The government has bought forward the removal of a loophole that allowed businesses to accelerate capital allowances claims for plant and machinery and obtain advantageous early tax relief under CAA 2001, s 230.
The closure, which was originally proposed for April 2012, took effect from 12 August 2011, following evidence that suggested not doing so could lead to the loss of significant revenue to the Exchequer.
The change to the law partially repeals the ‘exception for manufacturers and suppliers’.
Where expenditure is incurred on or after 12 August to buy or hire-purchase plant or machinery, AIA or FYA is denied, without exception, where the buyer and seller of the plant or machinery are connected, the transaction was put in place solely or mainly to get the benefit of capital allowances, or the plant or machinery was sold and then leased back to the seller and the seller continues to use the plant or machinery for the purposes of a qualifying activity.

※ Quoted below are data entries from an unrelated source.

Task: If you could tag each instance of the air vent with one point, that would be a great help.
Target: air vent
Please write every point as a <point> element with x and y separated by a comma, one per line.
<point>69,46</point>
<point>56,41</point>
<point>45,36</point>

Should it emerge that similar schemes exploiting the s 230 exception have been used, the government will consider whether the repeal should be retrospective: have effect before 12 August.
Responses to the original consultation, Changes to the Capital Allowances Anti-Avoidance Rules for Plant and Machinery, which closes on 31 August 2011, can still be made and will be taken into account by the government when finalising the legislative changes required to give effect to the repeal.